Successivamente alla contestazione della lite si svolge la fase istruttoria improntata sostanzialmente al principio dispositivo: onus probandi incumbit ei qui asserit (can. 1526, § 1). Nelle cause che concernono l’interesse collettivo, come quelle matrimoniali, il giudice ha però l’obbligo di supplire l’eventuale negligenza delle parti qualora ciò sia necessario per evitare la pronuncia di una sentenza ingiusta. Le parti godono comunque di un’amplissima libertà, dato che può essere addotto qualunque mezzo di prova che sia utile al fine dell’accertamento della verità e che sia lecito. Il Codex tipizza le tipologie di prove utilizzabili: le dichiarazioni delle parti; la prova documentale; la prova testimoniale; la perizia; l’accesso e l’ispezione; la presunzione. Al fine di garantire una piena attuazione del principio del contraddittorio la legislazione canonica, oltre a prevedere che attore e convenuto possano sottoporre al giudice i mezzi istruttori ritenuti più opportuni, stabilisce altresì che ciascuna delle parti – inclusi il Difensore del Vincolo ed il Promotore di Giustizia – venga informata delle prove addotte dall’altra e possa contestarne l’ammissibilità anche mediante l’eventuale proposizione di questioni incidentali. Una indicazione, per quanto sommaria, delle prerogative riconosciute alla parte non può non menzionare le seguenti facoltà: rendere il proprio interrogatorio e formulare una eventuale confessione giudiziale; presentare propri testimoni, conoscere i nominativi dei testi di controparte ed eventualmente chiedere l’esclusione di uno o più di essi qualora sussista una “giusta causa”; indicare al giudice degli argomenti su cui interrogare le parti stesse ed i testimoni (nella prassi i legali delle parti depositano dei veri e propri questionari che, solitamente, vengono adottati dal iudex quale base su cui condurre l’interrogatorio); produrre prove documentali oppure contestare l’ammissibilità o l’autenticità di quelle depositate dall’altra parte; chiedere l’esecuzione di una perizia di ufficio, domandare eventualmente la sostituzione del perito di ufficio, qualora si dubiti della sua competenza od imparzialità, fare istanza affinché il proprio perito (il peritus privatus) venga [continua ..]

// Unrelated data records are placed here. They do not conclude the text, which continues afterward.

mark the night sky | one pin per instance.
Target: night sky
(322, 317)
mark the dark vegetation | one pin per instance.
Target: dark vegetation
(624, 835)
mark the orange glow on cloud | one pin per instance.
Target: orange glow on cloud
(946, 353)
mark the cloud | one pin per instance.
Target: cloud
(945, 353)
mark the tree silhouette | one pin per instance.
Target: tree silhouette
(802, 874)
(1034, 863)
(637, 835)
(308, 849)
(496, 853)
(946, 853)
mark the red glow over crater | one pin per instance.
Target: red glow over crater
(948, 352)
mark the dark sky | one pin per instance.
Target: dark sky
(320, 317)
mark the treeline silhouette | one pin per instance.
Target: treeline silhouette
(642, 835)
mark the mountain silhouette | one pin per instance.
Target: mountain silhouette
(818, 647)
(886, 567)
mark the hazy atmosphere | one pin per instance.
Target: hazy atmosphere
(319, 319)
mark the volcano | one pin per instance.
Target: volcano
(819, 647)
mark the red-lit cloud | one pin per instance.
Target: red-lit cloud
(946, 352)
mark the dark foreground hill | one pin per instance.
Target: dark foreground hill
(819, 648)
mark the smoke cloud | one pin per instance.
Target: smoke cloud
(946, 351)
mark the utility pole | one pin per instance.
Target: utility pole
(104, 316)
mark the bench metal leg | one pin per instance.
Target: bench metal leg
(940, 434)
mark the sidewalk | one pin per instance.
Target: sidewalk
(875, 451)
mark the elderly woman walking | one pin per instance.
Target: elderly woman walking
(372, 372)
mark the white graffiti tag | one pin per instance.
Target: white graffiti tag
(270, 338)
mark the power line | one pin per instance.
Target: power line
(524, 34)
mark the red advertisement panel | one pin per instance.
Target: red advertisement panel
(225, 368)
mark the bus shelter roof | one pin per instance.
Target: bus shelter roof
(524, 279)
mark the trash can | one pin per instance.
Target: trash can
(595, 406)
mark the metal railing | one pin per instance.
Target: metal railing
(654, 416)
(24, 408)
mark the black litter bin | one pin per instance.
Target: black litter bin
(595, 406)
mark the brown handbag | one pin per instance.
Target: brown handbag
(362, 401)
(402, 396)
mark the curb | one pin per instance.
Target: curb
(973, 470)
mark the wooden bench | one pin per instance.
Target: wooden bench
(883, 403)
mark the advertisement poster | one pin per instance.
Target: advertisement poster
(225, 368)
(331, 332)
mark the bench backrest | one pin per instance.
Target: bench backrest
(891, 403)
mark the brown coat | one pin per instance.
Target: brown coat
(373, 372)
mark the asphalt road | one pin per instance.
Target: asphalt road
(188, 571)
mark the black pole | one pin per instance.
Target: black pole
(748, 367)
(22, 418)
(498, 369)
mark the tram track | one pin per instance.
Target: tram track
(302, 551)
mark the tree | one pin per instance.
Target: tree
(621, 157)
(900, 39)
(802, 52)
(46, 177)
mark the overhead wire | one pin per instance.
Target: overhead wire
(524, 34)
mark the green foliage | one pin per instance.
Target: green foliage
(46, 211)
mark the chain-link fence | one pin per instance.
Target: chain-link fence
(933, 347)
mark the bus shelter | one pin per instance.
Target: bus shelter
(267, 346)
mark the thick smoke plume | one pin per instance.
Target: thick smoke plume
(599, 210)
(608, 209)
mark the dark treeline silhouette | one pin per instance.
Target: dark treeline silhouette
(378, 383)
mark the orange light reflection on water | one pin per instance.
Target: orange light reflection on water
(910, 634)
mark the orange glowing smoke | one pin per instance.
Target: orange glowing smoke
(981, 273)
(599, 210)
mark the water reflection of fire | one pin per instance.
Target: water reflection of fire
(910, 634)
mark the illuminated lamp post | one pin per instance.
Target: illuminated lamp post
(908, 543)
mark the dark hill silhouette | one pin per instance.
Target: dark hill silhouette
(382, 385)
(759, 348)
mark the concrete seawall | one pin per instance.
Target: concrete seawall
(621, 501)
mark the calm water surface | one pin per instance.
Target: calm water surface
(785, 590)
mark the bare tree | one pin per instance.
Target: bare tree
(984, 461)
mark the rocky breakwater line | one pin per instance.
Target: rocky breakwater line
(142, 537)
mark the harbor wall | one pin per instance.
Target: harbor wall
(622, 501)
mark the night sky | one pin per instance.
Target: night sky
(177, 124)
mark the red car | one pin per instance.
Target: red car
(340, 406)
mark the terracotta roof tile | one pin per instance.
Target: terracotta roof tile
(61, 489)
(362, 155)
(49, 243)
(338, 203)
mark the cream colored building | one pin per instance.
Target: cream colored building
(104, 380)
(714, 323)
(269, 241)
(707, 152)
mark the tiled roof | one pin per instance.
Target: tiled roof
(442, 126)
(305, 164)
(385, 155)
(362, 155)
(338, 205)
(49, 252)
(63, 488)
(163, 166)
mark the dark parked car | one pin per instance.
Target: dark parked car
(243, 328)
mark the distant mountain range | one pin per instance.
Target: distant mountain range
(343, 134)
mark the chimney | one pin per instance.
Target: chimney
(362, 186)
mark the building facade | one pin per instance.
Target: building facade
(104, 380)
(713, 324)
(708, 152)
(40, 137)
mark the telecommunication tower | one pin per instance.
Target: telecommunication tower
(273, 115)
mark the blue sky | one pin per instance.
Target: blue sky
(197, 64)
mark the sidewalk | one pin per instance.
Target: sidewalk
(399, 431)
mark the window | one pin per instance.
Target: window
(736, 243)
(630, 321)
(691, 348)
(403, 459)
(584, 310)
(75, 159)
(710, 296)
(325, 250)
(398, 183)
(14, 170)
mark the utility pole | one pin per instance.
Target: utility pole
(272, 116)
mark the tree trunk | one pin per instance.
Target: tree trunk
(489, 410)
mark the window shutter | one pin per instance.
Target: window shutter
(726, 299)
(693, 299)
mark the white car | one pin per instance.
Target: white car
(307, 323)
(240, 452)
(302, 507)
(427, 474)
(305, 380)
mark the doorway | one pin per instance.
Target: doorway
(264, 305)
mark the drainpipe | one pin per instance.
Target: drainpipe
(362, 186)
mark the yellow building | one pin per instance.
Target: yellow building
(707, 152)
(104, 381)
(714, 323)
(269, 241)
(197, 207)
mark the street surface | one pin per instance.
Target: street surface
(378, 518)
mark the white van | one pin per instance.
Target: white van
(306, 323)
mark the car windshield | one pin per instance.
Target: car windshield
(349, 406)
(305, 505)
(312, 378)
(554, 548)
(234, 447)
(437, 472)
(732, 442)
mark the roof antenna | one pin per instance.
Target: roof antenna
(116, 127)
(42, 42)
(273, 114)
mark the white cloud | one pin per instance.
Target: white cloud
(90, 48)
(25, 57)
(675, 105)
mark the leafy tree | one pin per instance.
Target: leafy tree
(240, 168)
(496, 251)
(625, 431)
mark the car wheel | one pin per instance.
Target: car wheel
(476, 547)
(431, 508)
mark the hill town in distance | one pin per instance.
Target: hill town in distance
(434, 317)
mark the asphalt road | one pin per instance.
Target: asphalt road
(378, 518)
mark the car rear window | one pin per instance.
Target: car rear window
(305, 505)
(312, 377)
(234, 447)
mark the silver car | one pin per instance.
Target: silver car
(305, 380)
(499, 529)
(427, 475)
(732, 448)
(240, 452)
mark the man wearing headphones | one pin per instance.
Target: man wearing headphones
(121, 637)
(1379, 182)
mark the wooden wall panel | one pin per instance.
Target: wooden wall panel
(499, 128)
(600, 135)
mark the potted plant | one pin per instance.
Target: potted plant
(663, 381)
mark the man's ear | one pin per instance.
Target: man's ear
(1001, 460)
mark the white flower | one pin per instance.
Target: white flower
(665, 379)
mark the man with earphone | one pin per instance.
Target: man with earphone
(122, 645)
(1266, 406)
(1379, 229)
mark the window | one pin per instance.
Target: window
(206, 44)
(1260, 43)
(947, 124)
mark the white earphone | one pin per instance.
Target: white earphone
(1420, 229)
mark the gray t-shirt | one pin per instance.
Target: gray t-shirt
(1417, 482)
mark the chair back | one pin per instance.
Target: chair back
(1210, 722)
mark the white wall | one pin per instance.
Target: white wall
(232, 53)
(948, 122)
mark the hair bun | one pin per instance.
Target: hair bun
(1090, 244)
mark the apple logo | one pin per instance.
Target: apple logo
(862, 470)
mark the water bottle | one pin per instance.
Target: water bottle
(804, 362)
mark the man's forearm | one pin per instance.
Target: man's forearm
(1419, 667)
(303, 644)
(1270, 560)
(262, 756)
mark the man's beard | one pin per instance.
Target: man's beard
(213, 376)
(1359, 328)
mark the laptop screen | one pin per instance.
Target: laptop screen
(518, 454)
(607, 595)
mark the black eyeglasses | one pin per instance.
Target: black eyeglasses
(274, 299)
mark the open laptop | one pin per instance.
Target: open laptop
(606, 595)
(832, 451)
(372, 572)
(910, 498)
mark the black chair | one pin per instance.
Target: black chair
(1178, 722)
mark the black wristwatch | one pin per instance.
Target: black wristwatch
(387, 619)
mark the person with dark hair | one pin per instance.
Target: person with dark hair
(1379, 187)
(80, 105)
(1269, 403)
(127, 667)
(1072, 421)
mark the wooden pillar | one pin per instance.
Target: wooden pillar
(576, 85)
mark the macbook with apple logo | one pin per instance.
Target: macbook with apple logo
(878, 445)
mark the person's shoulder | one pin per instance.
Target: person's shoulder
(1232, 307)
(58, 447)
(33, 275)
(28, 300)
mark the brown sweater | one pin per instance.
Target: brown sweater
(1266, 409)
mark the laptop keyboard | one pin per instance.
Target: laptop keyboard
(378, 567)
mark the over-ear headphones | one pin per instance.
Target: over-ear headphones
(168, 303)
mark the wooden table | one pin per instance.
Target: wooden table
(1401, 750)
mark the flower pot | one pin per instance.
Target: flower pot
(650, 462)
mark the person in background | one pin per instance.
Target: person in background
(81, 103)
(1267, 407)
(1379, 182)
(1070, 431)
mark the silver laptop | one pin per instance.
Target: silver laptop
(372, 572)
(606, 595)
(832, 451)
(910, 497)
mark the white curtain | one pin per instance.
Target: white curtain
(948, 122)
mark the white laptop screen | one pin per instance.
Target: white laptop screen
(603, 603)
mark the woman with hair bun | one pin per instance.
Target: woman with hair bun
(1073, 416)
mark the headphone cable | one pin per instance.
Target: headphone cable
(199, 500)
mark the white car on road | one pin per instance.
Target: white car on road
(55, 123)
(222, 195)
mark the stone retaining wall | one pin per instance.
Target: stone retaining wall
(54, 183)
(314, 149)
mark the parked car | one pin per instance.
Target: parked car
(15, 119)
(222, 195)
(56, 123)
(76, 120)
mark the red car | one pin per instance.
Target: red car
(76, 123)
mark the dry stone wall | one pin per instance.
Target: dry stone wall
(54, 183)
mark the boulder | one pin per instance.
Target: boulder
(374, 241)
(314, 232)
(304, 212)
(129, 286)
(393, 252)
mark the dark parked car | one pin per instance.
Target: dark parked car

4. La pubblicazione degli atti, la discussione e la decisione: centralità della difesa tecnica

Al termine dell’istruttoria si procede alla c.d. pubblicazione degli atti, disposta dal giudice (can. 1598). La pubblicazione consente alle parti di prendere visione della documentazione processuale, facoltà della quale sono in precedenza prive (cfr. supra, al par. 3) e che possono esercitare, comunque, entro un lasso di tempo predeterminato dallo stesso giudice (generalmente trenta giorni); agli avvocati è altresì data facoltà di ottenere, previa apposita richiesta, una copia degli atti (nella pratica il tribunale procede di ufficio alla consegna del fascicolo processuale), copia che deve restare nella esclusiva disponibilità del difensore e non può essere consegnata ad alcuno, incluso il proprio assistito (can. 1598, § 1, ed art. 235, § 2, della D.C.). Si tratta anche in tal caso di una peculiarità non irrilevante, poiché priva la parte di una facoltà che generalmente i moderni ordinamenti processuali prevedono: qui il timore che le acquisizioni del processo canonico vengano utilizzate in sedi estranee alla società ecclesiale, ad es., nel foro statuale – e, di conseguenza, siano distolte dalle loro finalità istituzionali, l’accertamento di una verità ricercata per motivazioni di ordine squisitamente spirituale, per essere “piegate” al perseguimento di scopi estranei all’ottica escatologica della salus animarum –, ha prevalso sull’esigenza di assicurare un integrale esercizio dello ius defensionis. La pubblicazione deve riguardare, di regola, la documentazione processuale nella sua integralità: qualora si tratti però di una causa avente per oggetto questioni inerenti l’utilitas publica, il giudice ha facoltà di stabilire che parte degli atti non venga fatta conoscere ad alcuno; ciò purché siffatta secretazione sia necessaria «per evitare pericoli gravissimi» [14]. La previsione in parola è stata oggetto di forti critiche da parte di un orientamento dottrinale che ne ha sottolineato l’idoneità a vulnerare l’effettivo esercizio del diritto di difesa [15]: la mancata conoscenza di un dato elemento impedisce di contestarlo od anche solo semplicemente di utilizzarlo, mentre non può escludersi che lo stesso elemento concorra a determinare la decisione del giudice. Le perplessità della dottrina [continua ..]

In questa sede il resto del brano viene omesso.